Pourtant, ce qui marque le plus, ce ne sont même pas tous ces détails techniques et scénaristiques, ni même le talent de réinventer l’intrigue des deux premiers Terminator, ou le fait de mélanger ces temporalités antagonistes avec une désinvolture et une cohérence de ton déconcertantes. Ce qui marque le plus ici, et c’est bien par cet angle que Bryan Singer est un cinéaste, c’est qu’il est désireux de savoir comment ses propres personnages vont s’en sortir. Singer voue une réelle fascination pour l’univers des X-Men et aime profondément raconter la vie de ces anti-héros aux super-pouvoirs. Il suffit de voir cette scène où la fameuse Mystique plaque contre le mur et étrangle avec son pied bleu un officier vietnamien jusqu’à l’évanouissement. Une série de champs contre-champs, en très gros plans sur les yeux de chacun, l’un mourant, l’autre en train de donner la mort. Mais cette mise en scène d’une réelle (et pourtant simple) puissance formelle nous informe sur plus de choses qu’elle n’y paraît, notamment sur un personnage dont l’impassibilité légendaire craque à l’instant du meurtre pour dévoiler un être d’une colère et d’un désespoir immenses. L’étalement de ce passage est bien la volonté d’un Bryan Singer qui dévoile par ce fait sa préférence des personnages aux situations.

Et il montre cette préférence à chaque instant de son oeuvre, respectant ainsi la ligne scénaristique de l’épisode précédent et enfonçant un clou jamais assez long. L’une des plus belles séquences du film se passe avec le plus rapide des X-Men, Quicksilver, dont on épouse le point de vue l’espace d’une course, en pleine tension dramatique. Ralenti fois dix mille pour pouvoir apercevoir le mutant espiègle jouer et désarçonner ses ennemis du Pentagone.
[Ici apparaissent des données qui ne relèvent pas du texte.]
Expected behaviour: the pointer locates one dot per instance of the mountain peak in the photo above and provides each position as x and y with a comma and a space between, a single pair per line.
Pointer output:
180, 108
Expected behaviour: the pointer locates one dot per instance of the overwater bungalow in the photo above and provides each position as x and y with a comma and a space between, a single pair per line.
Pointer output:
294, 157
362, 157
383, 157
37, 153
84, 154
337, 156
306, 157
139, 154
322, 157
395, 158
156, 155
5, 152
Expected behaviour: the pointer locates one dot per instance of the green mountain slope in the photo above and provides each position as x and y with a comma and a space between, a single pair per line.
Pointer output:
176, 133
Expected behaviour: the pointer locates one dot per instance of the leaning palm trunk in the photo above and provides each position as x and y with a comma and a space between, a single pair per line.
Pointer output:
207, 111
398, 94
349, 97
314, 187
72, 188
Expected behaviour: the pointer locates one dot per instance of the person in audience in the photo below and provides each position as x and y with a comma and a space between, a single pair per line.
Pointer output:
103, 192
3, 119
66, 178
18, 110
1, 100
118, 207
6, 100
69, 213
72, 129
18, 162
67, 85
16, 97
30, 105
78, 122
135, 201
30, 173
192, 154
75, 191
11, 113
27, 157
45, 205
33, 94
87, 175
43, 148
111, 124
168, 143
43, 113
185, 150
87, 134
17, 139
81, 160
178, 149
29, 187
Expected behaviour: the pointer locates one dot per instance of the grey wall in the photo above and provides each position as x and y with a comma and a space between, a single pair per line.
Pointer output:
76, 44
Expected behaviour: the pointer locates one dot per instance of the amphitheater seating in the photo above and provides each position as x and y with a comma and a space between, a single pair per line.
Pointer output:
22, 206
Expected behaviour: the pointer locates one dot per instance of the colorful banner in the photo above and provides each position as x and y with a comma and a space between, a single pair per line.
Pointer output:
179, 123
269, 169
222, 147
La douceur jouissive qui transpire à cet instant-là réaffirme la position de Singer : un amateur de comics, cinéphile et spectateur à pop-corn des autres super-productions/super-héros, qui veut prendre le temps de la pause pour délivrer un message à ses pairs.

© 20th Century Fox

Voilà là où Days of Future Past gagne sur le reste, c’est qu’intrinsèquement autant qu’historiquement, la véritable saga est à l’image de ses sujets : la différence (Usual Suspects est avant tout le film d’un auteur), la génétique (le format du premier X-Men a littéralement muté sur toute la décennie suivante en termes de gros budget), les pionniers d’un monde nouveau (la saga a ouvert l’ère du blockbuster contemporain). Ces thèmes évoqués et portés n’ont pas toujours été transposés fidèlement à l’écran (souvenez-vous le temps que vous avez perdu devant X-Men : L’Affrontement final et X-Men Origins : Wolverine) mais, après le virage entamé par Matthew Vaughn avec X-Men : Le Commencement, la suite qu’on nous donne à voir aujourd’hui n’en est qu’un très bon prolongement et résolument un excellent film d’anti-héros.

En attendant l’épisode qui clôturera la nouvelle trilogie, X-Men : Apocalypse, on se demande si cette dernière ne serait pas déjà l’une des plus réussies dans la catégorie poids lourds.

Larry Gopnik

Film en salles depuis le 21 mai 2014.